Ряд особых обстоятельств усугубил и без того уже очень плохую обстановку. Три из них оказались весьма важными по своим последствиям. Первым таким обстоятельством явилось англо-голландское соперничество (одна из главных причин издания Навигационных актов), приведшее к трем войнам, из которых две последние развернулись на протяжении 1664—1667 и 1672—1673 годов. Войны эти принесли плантаторам колоссальный урон вследствие захвата или уничтожения торговых кораблей, перевозивших табак и другие сельскохозяйственные культуры. Вторым в данной связи надо назвать опустошительный ураган, пронесшийся в 1667 году, который оставил без крова тысячи людей и уничтожил бо?льшую часть урожая табака; и, наконец, третьим — эпизоотию, вспыхнувшую в 1672—1673 годах и уничтожившую половину поголовья рогатого скота в Виргинии.

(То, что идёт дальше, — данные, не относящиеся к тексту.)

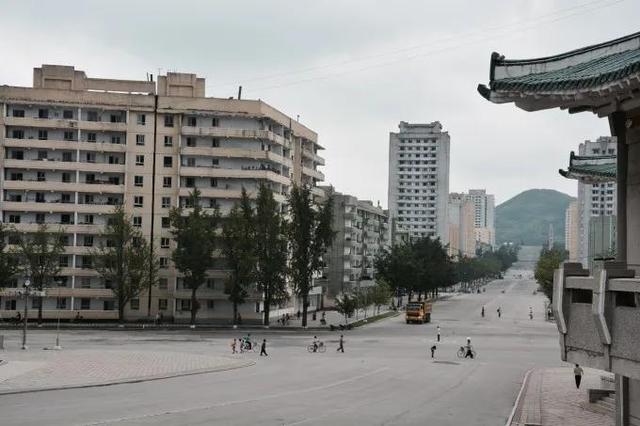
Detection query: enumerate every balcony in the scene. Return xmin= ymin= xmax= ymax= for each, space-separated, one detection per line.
xmin=181 ymin=127 xmax=289 ymax=148
xmin=553 ymin=261 xmax=640 ymax=379
xmin=180 ymin=165 xmax=290 ymax=186
xmin=2 ymin=201 xmax=115 ymax=214
xmin=301 ymin=148 xmax=326 ymax=166
xmin=302 ymin=166 xmax=325 ymax=181
xmin=178 ymin=187 xmax=285 ymax=204
xmin=4 ymin=159 xmax=126 ymax=173
xmin=9 ymin=222 xmax=102 ymax=234
xmin=44 ymin=287 xmax=115 ymax=299
xmin=3 ymin=116 xmax=80 ymax=130
xmin=3 ymin=179 xmax=124 ymax=194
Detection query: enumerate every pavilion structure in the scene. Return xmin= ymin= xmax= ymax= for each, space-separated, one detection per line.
xmin=479 ymin=31 xmax=640 ymax=426
xmin=559 ymin=151 xmax=617 ymax=183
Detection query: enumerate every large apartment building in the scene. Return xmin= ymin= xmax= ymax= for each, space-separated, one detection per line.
xmin=388 ymin=121 xmax=450 ymax=243
xmin=576 ymin=137 xmax=616 ymax=267
xmin=0 ymin=65 xmax=325 ymax=323
xmin=467 ymin=189 xmax=495 ymax=248
xmin=447 ymin=193 xmax=476 ymax=259
xmin=319 ymin=189 xmax=389 ymax=303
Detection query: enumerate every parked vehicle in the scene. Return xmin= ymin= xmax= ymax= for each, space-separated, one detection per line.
xmin=405 ymin=301 xmax=432 ymax=324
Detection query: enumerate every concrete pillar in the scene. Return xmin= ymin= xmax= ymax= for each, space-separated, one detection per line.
xmin=625 ymin=126 xmax=640 ymax=268
xmin=610 ymin=112 xmax=627 ymax=263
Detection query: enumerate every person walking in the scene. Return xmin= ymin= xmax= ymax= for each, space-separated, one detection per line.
xmin=464 ymin=337 xmax=474 ymax=359
xmin=231 ymin=338 xmax=237 ymax=354
xmin=260 ymin=339 xmax=268 ymax=356
xmin=436 ymin=325 xmax=441 ymax=342
xmin=529 ymin=306 xmax=533 ymax=320
xmin=337 ymin=334 xmax=345 ymax=353
xmin=574 ymin=364 xmax=584 ymax=389
xmin=296 ymin=309 xmax=301 ymax=320
xmin=481 ymin=306 xmax=485 ymax=318
xmin=430 ymin=344 xmax=437 ymax=359
xmin=497 ymin=307 xmax=502 ymax=318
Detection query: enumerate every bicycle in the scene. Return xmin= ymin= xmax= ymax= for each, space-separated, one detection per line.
xmin=242 ymin=340 xmax=258 ymax=352
xmin=307 ymin=341 xmax=326 ymax=353
xmin=456 ymin=346 xmax=477 ymax=359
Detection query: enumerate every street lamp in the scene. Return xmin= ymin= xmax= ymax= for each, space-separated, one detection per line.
xmin=53 ymin=279 xmax=63 ymax=350
xmin=21 ymin=279 xmax=31 ymax=350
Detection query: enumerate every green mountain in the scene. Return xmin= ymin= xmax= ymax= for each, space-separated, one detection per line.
xmin=496 ymin=189 xmax=575 ymax=246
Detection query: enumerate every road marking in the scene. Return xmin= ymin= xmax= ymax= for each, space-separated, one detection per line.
xmin=80 ymin=367 xmax=389 ymax=425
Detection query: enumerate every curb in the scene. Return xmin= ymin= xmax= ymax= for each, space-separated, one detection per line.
xmin=0 ymin=358 xmax=255 ymax=396
xmin=505 ymin=368 xmax=534 ymax=426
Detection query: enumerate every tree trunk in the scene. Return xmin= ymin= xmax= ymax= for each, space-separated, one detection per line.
xmin=263 ymin=292 xmax=270 ymax=326
xmin=301 ymin=294 xmax=309 ymax=327
xmin=233 ymin=302 xmax=238 ymax=326
xmin=38 ymin=297 xmax=43 ymax=325
xmin=118 ymin=304 xmax=125 ymax=324
xmin=190 ymin=287 xmax=198 ymax=325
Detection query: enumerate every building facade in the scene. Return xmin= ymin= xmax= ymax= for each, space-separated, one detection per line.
xmin=0 ymin=65 xmax=325 ymax=323
xmin=447 ymin=193 xmax=475 ymax=259
xmin=577 ymin=137 xmax=617 ymax=267
xmin=468 ymin=189 xmax=495 ymax=247
xmin=320 ymin=189 xmax=389 ymax=303
xmin=565 ymin=200 xmax=579 ymax=261
xmin=388 ymin=121 xmax=450 ymax=243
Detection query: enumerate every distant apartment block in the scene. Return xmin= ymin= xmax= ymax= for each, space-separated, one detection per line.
xmin=0 ymin=65 xmax=325 ymax=323
xmin=448 ymin=193 xmax=475 ymax=259
xmin=565 ymin=200 xmax=579 ymax=261
xmin=576 ymin=137 xmax=616 ymax=266
xmin=388 ymin=121 xmax=450 ymax=243
xmin=320 ymin=189 xmax=389 ymax=302
xmin=468 ymin=189 xmax=495 ymax=248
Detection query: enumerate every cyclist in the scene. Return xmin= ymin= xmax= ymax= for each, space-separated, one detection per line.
xmin=464 ymin=337 xmax=474 ymax=359
xmin=243 ymin=333 xmax=252 ymax=351
xmin=312 ymin=336 xmax=319 ymax=353
xmin=529 ymin=306 xmax=533 ymax=320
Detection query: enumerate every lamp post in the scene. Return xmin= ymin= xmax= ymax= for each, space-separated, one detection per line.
xmin=53 ymin=279 xmax=62 ymax=350
xmin=21 ymin=279 xmax=31 ymax=350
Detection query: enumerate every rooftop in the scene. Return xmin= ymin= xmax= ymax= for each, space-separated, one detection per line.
xmin=559 ymin=152 xmax=616 ymax=183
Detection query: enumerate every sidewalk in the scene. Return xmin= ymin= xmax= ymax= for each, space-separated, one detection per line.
xmin=510 ymin=367 xmax=614 ymax=426
xmin=0 ymin=349 xmax=253 ymax=394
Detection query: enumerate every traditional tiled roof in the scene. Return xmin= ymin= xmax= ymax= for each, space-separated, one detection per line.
xmin=559 ymin=152 xmax=616 ymax=183
xmin=478 ymin=31 xmax=640 ymax=115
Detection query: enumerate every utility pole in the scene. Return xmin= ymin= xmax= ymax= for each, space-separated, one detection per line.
xmin=21 ymin=279 xmax=31 ymax=350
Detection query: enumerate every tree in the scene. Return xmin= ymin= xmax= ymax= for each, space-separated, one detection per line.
xmin=0 ymin=223 xmax=18 ymax=289
xmin=222 ymin=188 xmax=256 ymax=325
xmin=374 ymin=243 xmax=419 ymax=301
xmin=535 ymin=246 xmax=567 ymax=302
xmin=334 ymin=292 xmax=357 ymax=324
xmin=92 ymin=205 xmax=156 ymax=323
xmin=370 ymin=280 xmax=392 ymax=314
xmin=287 ymin=185 xmax=334 ymax=327
xmin=15 ymin=224 xmax=65 ymax=324
xmin=170 ymin=190 xmax=218 ymax=325
xmin=254 ymin=184 xmax=288 ymax=326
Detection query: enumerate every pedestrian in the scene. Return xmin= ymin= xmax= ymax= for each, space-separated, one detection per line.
xmin=481 ymin=306 xmax=485 ymax=318
xmin=337 ymin=334 xmax=344 ymax=353
xmin=497 ymin=307 xmax=502 ymax=318
xmin=430 ymin=344 xmax=437 ymax=359
xmin=231 ymin=338 xmax=237 ymax=354
xmin=239 ymin=337 xmax=244 ymax=353
xmin=296 ymin=309 xmax=301 ymax=319
xmin=322 ymin=311 xmax=326 ymax=321
xmin=154 ymin=312 xmax=160 ymax=325
xmin=436 ymin=325 xmax=441 ymax=342
xmin=286 ymin=313 xmax=290 ymax=325
xmin=159 ymin=312 xmax=164 ymax=325
xmin=574 ymin=364 xmax=584 ymax=389
xmin=529 ymin=306 xmax=533 ymax=320
xmin=260 ymin=339 xmax=268 ymax=356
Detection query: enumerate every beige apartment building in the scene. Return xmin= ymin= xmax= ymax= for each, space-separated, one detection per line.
xmin=0 ymin=65 xmax=325 ymax=323
xmin=448 ymin=193 xmax=475 ymax=259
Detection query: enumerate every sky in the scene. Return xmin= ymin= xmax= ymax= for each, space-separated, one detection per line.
xmin=0 ymin=0 xmax=637 ymax=206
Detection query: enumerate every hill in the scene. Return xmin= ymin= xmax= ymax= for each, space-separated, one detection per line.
xmin=496 ymin=189 xmax=575 ymax=246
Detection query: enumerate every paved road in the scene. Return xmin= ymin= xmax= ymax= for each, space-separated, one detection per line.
xmin=0 ymin=247 xmax=564 ymax=425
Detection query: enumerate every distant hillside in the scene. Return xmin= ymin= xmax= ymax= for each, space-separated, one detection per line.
xmin=496 ymin=189 xmax=575 ymax=246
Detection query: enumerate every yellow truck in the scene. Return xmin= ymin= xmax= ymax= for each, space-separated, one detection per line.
xmin=405 ymin=301 xmax=432 ymax=324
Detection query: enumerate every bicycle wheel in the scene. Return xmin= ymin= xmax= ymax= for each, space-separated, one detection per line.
xmin=456 ymin=348 xmax=465 ymax=358
xmin=307 ymin=344 xmax=315 ymax=353
xmin=318 ymin=343 xmax=326 ymax=353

Ко всему этому присоединялось и влияние системы взимания налогов, как общеколониальных, так и местных (окружных); эта система была очень тягостной для умеренно состоятельных и бедных слоев и весьма благоприятствовала крупнейшим землевладельцам; более того, с годами она становилась все более обременительной для масс колониального населения. Поэтому, когда в 1674 году было все же проведено очередное повышение налогов, десятки фермеров округа Кент собрались с оружием в руках и поклялись не допустить их взыскания. Только после предостережения королевского губернатора Беркли о том, что упорствующих в неповиновении властям постигнет участь изменников, люди разошлись, чтобы собраться в большем числе и уже на территории всей колонии после двух новых лет мучений и после появления предводителя.

И все-таки это еще не объясняет в полной мере обращения к оружию в 1676 году. Важной дополнительной причиной явилось развращение правительственного аппарата королевским губернатором и его собратьями по классу, господствовавшими в Совете. Беркли удалось создать могущественную политическую клику и благодаря этому захватить контроль в Палате граждан, так что эта (относительно) «народная» ветвь колониального управления, заполненная ставленниками Беркли, заседала непрерывно, без переизбрания, с 1661 года и вплоть до той поры, когда неотвратимая угроза переворота вынудила Беркли назначить выборы на начало 1676 года. К тому же, согласно закону 1670 года, избирательных прав были лишены все те, кто не являлся землевладельцем.

Тем временем сам Беркли и его приспешники благодаря своим богатствам и влиянию в Лондоне, а также господству в аппарате колониального управления (включая суды) утопали в роскоши, жаловали друг другу отборнейшие земли, прибирали к рукам самые доходные посты, прикарманивали значительную часть налоговых поступлений и захватили монополию на необычайно прибыльную торговлю пушниной.

Такова была обстановка, вынудившая Бэкона, потомка знати (он был родственником Фрэнсиса Бэкона), владельца табачной плантации в пограничном районе Виргинии, заявить в 1675 году, вскоре после того, как он поселился там: «Бедность в округе так велика, что вся власть и сила здесь в руках богачей, которые, получив путем вымогательств различные преимущества и опутав простой народ долгами, всегда гнули его в бараний рог и притесняли всеми возможными способами». Но как поправить дела, добавлял Бэкон, — вот это и есть трудная головоломка, так как обращаться приходится к «тем самым особам, коих мы в своих жалобах обвиняем».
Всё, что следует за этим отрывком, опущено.